We must give credit where credit is due: The Russell 2000 acted terrifically Tuesday and outperformed the S&P 500. The index is now just a fraction away from taking that Russell-to-S&P ratio to a lower low.
I realize everyone will focus on Apple (AAPL) Wednesday, perhaps even forgetting about the Federal Open Market Committee meeting for an hour or two. However, I want to discuss the dollar-yen pairing. These days we are all so focused on the euro, but dollar-yen cross saw quite an upward move Tuesday. The reason I want to show this chart is that, the last two times it saw such a move, the S&P followed suit.
Thus far this move is a far cry from the action we saw at the two previous points on the chart (boxed). Still, I ask you to note the dates of those two moves: Point A is early August and Point B is late October, both times during which the S&P tagged "highs."

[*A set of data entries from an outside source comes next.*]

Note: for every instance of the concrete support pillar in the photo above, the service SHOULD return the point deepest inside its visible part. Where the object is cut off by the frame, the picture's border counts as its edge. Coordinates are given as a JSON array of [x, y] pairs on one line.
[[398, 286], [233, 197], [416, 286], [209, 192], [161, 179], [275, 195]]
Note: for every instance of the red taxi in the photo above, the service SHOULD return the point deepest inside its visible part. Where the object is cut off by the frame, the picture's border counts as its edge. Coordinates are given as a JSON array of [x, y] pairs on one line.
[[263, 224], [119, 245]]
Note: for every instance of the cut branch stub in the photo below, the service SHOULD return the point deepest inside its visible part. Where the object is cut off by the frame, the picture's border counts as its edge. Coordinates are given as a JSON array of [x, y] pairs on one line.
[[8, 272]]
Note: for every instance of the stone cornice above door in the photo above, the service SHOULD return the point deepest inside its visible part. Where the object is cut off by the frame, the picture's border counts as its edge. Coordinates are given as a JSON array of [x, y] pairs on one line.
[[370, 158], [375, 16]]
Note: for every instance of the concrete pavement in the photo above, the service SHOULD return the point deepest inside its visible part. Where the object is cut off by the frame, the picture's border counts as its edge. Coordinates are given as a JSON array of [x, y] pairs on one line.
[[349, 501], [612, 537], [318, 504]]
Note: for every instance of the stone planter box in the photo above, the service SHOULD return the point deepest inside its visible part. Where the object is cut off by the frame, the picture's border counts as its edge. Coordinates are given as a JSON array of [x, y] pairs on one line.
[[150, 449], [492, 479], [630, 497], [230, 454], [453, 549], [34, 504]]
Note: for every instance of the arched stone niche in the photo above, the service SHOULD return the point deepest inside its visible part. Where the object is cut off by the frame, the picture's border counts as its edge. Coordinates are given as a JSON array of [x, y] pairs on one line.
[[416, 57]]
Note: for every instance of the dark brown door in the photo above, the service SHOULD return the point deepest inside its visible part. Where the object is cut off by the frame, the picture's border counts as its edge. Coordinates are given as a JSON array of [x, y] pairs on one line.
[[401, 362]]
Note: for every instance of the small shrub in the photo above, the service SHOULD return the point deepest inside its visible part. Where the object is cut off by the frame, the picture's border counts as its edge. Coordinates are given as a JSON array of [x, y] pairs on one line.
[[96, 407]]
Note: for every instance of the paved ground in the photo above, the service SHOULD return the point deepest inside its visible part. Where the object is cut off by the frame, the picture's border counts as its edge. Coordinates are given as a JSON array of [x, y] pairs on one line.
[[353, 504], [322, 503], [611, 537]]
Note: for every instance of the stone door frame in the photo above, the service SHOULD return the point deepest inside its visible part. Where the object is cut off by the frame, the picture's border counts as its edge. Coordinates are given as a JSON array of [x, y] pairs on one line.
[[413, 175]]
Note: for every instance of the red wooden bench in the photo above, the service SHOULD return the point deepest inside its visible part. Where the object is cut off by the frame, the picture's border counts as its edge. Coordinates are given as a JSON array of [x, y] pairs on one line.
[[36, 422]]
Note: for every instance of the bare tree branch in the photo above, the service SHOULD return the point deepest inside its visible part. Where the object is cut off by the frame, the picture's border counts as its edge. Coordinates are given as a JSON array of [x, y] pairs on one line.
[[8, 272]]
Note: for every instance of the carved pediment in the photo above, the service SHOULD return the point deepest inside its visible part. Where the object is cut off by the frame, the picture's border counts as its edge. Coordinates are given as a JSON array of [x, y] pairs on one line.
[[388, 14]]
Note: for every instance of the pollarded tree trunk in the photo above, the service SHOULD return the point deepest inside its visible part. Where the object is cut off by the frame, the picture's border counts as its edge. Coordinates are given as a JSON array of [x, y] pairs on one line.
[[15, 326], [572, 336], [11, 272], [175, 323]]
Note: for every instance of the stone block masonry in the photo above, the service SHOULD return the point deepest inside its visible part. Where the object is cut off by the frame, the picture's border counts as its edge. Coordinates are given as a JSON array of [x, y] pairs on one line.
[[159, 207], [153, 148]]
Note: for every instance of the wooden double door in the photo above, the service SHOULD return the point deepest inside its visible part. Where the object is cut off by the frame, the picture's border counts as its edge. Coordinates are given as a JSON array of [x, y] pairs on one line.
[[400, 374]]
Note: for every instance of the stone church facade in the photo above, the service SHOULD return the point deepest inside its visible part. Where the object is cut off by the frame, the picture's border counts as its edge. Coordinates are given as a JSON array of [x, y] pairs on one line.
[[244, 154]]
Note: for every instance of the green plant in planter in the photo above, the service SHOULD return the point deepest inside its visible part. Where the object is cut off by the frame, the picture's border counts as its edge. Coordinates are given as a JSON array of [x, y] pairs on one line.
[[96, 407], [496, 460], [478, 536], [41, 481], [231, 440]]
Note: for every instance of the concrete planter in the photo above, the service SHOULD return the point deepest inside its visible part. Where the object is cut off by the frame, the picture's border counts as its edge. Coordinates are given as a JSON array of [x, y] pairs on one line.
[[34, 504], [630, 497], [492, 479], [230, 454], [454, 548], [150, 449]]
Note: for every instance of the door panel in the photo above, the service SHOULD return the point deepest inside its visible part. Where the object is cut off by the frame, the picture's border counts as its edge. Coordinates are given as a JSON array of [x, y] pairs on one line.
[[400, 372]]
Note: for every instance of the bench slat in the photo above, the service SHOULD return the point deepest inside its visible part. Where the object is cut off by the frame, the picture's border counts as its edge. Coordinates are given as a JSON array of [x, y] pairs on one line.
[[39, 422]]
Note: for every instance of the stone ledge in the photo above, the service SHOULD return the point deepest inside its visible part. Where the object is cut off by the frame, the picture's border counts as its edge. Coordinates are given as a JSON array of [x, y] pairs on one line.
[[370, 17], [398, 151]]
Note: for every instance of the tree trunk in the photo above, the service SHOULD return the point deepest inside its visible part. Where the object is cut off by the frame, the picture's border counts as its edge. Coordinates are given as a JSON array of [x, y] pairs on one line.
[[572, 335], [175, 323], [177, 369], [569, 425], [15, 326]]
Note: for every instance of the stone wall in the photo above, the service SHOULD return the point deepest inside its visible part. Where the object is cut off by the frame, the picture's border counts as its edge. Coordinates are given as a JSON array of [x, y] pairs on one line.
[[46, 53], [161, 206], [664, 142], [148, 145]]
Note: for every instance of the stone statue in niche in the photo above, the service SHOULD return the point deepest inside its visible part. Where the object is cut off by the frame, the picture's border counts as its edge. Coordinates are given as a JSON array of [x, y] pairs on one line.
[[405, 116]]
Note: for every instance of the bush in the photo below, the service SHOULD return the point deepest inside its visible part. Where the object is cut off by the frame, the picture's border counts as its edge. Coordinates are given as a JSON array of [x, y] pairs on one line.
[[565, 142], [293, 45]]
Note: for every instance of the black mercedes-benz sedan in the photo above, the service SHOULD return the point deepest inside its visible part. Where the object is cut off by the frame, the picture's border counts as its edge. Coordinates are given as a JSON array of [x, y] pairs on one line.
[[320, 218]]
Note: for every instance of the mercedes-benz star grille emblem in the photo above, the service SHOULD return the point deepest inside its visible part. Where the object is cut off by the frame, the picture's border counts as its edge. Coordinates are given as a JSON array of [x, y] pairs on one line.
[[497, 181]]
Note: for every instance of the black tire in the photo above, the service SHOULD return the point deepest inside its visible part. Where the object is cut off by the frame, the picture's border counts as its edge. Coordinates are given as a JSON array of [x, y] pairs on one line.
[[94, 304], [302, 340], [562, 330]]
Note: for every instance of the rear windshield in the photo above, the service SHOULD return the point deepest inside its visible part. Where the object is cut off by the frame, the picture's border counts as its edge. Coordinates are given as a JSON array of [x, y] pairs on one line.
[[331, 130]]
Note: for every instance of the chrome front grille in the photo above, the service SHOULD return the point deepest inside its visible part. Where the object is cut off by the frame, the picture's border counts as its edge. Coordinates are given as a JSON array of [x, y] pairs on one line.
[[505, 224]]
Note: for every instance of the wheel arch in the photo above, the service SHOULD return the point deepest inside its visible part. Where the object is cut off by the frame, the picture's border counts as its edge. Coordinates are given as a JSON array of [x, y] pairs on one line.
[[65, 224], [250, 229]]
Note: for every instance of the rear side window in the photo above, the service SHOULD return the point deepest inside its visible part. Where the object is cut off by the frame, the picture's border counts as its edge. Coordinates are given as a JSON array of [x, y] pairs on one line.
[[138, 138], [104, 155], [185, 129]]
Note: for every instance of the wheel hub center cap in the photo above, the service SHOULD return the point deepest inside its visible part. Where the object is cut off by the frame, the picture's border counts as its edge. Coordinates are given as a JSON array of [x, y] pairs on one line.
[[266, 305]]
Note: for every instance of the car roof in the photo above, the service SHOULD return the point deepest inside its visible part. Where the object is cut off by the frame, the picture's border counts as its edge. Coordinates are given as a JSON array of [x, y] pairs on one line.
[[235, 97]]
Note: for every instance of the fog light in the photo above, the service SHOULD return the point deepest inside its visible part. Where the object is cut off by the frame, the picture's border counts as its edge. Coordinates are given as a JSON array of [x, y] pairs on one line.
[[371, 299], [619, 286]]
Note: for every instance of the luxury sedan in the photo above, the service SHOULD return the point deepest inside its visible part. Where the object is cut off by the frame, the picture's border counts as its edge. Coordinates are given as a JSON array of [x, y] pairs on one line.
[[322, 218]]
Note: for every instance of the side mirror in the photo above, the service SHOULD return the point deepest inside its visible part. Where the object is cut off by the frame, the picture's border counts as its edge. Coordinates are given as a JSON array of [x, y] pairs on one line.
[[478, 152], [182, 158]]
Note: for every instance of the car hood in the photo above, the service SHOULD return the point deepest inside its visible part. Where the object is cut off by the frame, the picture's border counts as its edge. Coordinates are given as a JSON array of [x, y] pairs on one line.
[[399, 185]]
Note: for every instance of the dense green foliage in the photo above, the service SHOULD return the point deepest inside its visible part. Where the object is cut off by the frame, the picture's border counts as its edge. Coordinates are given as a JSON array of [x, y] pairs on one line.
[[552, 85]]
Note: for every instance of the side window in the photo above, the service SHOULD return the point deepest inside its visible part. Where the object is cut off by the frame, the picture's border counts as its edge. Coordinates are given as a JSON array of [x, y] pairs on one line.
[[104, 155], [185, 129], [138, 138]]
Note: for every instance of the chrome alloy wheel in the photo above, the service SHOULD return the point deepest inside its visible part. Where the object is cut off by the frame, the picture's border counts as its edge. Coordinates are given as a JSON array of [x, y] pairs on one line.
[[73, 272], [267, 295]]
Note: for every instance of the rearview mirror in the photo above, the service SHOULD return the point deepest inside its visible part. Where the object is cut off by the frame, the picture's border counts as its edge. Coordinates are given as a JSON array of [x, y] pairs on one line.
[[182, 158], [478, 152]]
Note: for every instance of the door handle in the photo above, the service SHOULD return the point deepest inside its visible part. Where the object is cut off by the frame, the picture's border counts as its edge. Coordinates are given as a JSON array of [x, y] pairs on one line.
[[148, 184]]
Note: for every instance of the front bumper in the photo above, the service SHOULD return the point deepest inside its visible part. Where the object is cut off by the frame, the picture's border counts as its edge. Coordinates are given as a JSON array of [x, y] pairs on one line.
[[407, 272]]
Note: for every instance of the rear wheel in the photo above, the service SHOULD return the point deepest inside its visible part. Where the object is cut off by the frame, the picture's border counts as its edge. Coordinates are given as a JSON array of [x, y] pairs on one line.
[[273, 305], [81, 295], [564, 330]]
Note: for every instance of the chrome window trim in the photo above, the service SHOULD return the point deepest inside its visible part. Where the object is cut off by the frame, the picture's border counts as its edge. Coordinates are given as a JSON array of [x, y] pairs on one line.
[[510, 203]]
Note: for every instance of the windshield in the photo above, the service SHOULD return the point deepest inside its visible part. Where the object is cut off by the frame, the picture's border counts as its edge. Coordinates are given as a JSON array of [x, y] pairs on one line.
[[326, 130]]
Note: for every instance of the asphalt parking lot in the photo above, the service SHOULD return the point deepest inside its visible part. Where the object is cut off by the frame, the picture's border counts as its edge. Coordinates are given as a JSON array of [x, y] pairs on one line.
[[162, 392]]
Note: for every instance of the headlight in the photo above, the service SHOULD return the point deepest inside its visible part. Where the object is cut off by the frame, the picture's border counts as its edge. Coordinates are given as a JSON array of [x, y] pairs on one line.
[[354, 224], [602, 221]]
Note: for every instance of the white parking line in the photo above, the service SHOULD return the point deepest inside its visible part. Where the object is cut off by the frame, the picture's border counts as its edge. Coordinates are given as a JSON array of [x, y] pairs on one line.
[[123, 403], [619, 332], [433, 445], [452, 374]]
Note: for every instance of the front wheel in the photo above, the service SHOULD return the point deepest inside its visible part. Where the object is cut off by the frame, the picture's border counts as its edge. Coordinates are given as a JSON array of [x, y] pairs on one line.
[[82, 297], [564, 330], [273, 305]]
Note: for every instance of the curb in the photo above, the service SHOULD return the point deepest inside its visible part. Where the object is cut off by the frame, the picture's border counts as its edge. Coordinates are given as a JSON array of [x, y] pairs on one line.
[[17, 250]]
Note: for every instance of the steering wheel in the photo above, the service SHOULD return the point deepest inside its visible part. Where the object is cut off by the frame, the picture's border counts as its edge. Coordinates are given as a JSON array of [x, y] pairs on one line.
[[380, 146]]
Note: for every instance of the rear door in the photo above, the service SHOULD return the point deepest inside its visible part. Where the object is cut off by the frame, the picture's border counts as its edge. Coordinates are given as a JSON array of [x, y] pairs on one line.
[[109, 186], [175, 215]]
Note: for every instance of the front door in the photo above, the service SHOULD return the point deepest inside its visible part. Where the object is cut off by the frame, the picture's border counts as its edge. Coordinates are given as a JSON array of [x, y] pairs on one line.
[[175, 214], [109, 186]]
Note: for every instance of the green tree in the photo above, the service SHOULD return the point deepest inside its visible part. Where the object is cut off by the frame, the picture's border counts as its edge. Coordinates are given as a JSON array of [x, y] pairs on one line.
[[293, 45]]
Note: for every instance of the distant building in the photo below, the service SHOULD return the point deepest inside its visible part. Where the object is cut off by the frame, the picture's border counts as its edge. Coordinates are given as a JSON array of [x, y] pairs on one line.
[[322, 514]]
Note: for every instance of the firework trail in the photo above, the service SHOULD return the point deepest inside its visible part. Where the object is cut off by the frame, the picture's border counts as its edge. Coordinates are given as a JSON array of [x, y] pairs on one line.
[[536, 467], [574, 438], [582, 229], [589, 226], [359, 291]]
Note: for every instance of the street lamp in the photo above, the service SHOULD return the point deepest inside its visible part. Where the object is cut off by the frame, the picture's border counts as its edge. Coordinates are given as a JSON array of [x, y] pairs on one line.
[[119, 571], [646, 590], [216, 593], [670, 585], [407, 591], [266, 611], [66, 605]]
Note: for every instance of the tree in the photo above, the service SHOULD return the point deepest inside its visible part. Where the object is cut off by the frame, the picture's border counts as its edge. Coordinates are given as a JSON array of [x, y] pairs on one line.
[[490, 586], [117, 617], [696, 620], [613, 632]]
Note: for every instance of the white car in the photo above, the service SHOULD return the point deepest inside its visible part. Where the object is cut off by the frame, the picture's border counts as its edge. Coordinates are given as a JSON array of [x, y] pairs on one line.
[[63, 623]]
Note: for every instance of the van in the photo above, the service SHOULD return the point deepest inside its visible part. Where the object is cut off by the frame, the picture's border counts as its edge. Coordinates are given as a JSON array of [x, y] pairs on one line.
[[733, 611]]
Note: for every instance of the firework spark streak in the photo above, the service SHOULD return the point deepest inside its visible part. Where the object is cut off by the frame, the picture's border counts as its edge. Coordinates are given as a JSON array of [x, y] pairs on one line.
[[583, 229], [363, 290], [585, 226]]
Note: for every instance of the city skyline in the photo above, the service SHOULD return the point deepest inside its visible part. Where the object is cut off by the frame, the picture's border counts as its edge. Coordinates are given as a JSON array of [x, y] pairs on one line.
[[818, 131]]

You might have to squint to see it, but the dollar-yen pairing is desperately trying to cross that downtrend line. There is a huge amount of resistance at 78, so I believe it will be difficult to get through that the first time up, unless some news comes out that no one is expecting. But that, folks, is a base, and I would expect an eventual move up above 78.
I would note that the put-call ratio rose again Tuesday, as it did Monday, as folks seem to lean into the correction camp. Perhaps with Apple, and with the Fed on tap Wednesday, investors might give up on that view? Remember -- when everyone is looking for the dip to buy, we rarely get it. That, or it's deeper than anticipated, so it's too scary for folks to want to buy.
In the meantime, have you noticed that so few are talking about the utilities anymore? Remember when this sector was all the rage? Notice that the Dow Jones Utility Index has not bounced since the first day of the new year. It is, however, coming into support as it heads down into the 440-to-445 area. I believe we'll see a bounce from this area. That would be another test for the market: If the utes rally, will stocks sell off?
For now the market remains overbought, and is digesting that condition by going sideways. The window is still open for a higher high on the 30-day moving average of the advance-decline line, but the indicator is still at a lower high vs. November. We have a few more days to see if it can better that reading, or if it will make a lower high.